Fwiw, I wrote this code. All of that "fallback" stuff was written to make customer code that was incorrect, but working on OS X -version-that-used-libsupc++ continue to work. I.e. to be a crutch for incorrect code. It should all be removed if you no longer want to provide such a crutch.

Fwiw, I wrote this code. All of that "fallback" stuff was written to make customer code that was incorrect, but working on OS X -version-that-used-libsupc++ continue to work. I.e. to be a crutch for incorrect code. It should all be removed if you no longer want to provide such a crutch.

Android may end up wanting to use it for the same reason. I've backed it out for now, but it may end up being something we need since a fair number of NDK users (majority, probably) use libsupc++ and that might be a point of pain in migrating to libc++abi. Other Linux distros may want it as well, so probably worth leaving the code around.

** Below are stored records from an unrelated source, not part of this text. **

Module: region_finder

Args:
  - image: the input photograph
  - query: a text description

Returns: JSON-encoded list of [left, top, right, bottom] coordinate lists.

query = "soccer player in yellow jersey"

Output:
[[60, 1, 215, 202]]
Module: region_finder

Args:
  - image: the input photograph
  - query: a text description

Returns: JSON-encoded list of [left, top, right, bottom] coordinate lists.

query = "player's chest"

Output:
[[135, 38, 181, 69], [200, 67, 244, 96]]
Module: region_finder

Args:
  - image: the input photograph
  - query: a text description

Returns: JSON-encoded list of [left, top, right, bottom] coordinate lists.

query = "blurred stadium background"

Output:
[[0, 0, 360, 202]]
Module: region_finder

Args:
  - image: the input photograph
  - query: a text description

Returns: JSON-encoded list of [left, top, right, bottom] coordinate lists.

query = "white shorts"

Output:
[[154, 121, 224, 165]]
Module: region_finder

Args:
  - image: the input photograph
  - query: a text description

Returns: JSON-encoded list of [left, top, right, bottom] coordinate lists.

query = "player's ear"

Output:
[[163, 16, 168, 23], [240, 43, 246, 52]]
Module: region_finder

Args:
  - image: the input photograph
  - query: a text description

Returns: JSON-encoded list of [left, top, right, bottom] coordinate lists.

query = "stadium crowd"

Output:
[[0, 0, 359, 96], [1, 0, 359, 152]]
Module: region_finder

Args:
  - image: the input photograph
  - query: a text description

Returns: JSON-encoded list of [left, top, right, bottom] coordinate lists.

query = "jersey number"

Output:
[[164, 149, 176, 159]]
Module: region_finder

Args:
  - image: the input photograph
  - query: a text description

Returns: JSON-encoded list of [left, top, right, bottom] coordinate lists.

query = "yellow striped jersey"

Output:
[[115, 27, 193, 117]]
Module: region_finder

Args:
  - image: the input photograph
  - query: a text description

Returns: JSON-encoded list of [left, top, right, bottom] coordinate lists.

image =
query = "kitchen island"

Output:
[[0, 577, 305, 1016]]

Ok. Well that's why it is under a #define: to make it easier to include or not, depending on the needs of the platform.

Fwiw, I wrote this code. All of that "fallback" stuff was written to make customer code that was incorrect, but working on OS X -version-that-used-libsupc++ continue to work. I.e. to be a crutch for incorrect code. It should all be removed if you no longer want to provide such a crutch.

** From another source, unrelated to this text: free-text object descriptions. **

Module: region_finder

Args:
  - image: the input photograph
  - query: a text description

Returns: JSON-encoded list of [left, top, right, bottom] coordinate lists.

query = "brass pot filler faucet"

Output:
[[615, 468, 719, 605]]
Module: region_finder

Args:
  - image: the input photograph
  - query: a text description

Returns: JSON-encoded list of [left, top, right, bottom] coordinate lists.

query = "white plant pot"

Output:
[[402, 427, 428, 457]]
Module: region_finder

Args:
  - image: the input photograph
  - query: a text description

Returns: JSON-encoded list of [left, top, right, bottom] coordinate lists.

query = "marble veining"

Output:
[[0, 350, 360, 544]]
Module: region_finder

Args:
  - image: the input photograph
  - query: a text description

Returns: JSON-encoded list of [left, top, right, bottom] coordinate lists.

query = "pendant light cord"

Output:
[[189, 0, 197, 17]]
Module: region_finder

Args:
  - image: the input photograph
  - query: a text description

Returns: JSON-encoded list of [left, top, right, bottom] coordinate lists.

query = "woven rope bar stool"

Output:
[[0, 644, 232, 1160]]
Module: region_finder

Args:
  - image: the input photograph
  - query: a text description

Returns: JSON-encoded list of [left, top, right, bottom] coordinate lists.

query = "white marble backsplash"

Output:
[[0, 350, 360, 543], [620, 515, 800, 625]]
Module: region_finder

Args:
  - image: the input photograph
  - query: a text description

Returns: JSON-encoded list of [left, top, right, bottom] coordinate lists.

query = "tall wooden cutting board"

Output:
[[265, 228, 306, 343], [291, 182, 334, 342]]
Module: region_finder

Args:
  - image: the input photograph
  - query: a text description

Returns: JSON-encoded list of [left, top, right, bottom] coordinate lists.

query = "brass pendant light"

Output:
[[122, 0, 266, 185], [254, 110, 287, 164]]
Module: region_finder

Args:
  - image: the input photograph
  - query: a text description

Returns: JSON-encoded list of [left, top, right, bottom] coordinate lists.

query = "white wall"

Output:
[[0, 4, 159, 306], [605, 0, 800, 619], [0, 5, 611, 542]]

Android may end up wanting to use it for the same reason. I've backed it out for now, but it may end up being something we need since a fair number of NDK users (majority, probably) use libsupc++ and that might be a point of pain in migrating to libc++abi. Other Linux distros may want it as well, so probably worth leaving the code around.

On OS X, dynamic vague linkage appears to work by default, and _LIBCXX_DYNAMIC_FALLBACK catches some code that slips through the cracks (e.g. code that does something odd like: specify visibility attributes, explicitly specify RTLD_LOCAL, link with -Bsymbolic, etc.). dlopen defaults to RTLD_GLOBAL, which merges weak definitions, even with an executable. System.loadLibrary uses RTLD_GLOBAL.

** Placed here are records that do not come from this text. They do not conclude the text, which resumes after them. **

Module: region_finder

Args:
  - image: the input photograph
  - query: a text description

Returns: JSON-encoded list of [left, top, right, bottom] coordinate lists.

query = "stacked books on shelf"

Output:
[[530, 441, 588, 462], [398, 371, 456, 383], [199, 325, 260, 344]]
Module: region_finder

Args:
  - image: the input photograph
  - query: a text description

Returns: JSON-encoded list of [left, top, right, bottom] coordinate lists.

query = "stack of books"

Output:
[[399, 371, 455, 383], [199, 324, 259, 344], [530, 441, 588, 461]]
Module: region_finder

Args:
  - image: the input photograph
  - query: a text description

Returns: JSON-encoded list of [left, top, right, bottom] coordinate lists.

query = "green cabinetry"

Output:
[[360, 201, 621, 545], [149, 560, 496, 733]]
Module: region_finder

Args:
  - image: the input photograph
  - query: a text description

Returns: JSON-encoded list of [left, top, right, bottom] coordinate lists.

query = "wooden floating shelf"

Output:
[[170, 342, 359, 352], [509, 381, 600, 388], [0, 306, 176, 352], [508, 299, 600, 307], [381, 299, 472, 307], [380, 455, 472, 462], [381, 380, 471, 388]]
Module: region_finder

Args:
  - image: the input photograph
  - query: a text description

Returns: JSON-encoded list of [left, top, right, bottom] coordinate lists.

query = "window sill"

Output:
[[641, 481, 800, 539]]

On Android, AFAICT, dynamic vague linkage doesn't work prior to M, and with M, it only works between shared objects loaded in one batch. Loading multiple C++ shared objects one-at-a-time generally results in duplicated type_info objects, which break the various RTTI-dependent features when libc++/libc++abi are used.

_LIBCXX_DYNAMIC_FALLBACK doesn't generally fix __dynamic_cast to account for duplicated type_info objects. Instead, it flags a specific situation that's easy to detect. If we have code like this...

Static *s = new Derived;
dynamic_cast<Dest*>(s)

... __dynamic_cast will search the RTTI graph of Derived looking for Static and Dest. It expects to find at least one instance of Static. If it doesn't, there's obviously something wrong, because, assuming the C++ ABI has been followed, the s pointer is not really of type Static! This situation is cheap to detect (a couple extra comparisons). If Static is found, the fallback doesn't activate, but dynamic_cast can still fail, e.g.:

  • If a Dest in the RTTI graph doesn't match &typeid(Dest) where dynamic_cast is used, then dynamic_cast can incorrectly return NULL.
  • If there are two Dest objects in the RTTI graph with unequal addresses, then dynamic_cast can incorrectly return non-NULL when the cast should have been ambiguous. (Writing this test case is a fun little exercise.)
  • Multiple Static objects with unequal addresses probably causes similar failures, as long as one of them matches &typeid(Static) where dynamic_cast is used.

I think _LIBCXX_DYNAMIC_FALLBACK is fine to enable on Android, but (1) it seems insufficient, (2) I'm skeptical about removing the diagnostic, and (3) a general solution to the libc++abi RTTI problem tends to make _LIBCXX_DYNAMIC_FALLBACK irrelevant. i.e. We may need to simply compare typeinfo strings like gnustl does (or the #ifdef _WIN32 code for dynamic_cast), which subsumes _LIBCXX_DYNAMIC_FALLBACK.

I'm still intrigued by the shouldRTTIBeUnique / _LIBCPP_NONUNIQUE_RTTI_BIT stuff I linked above. I'm a little surprised that 64-bit iOS would need that behavior. Maybe we need to turn it on for Android, but where is the corresponding flag for libcxxabi?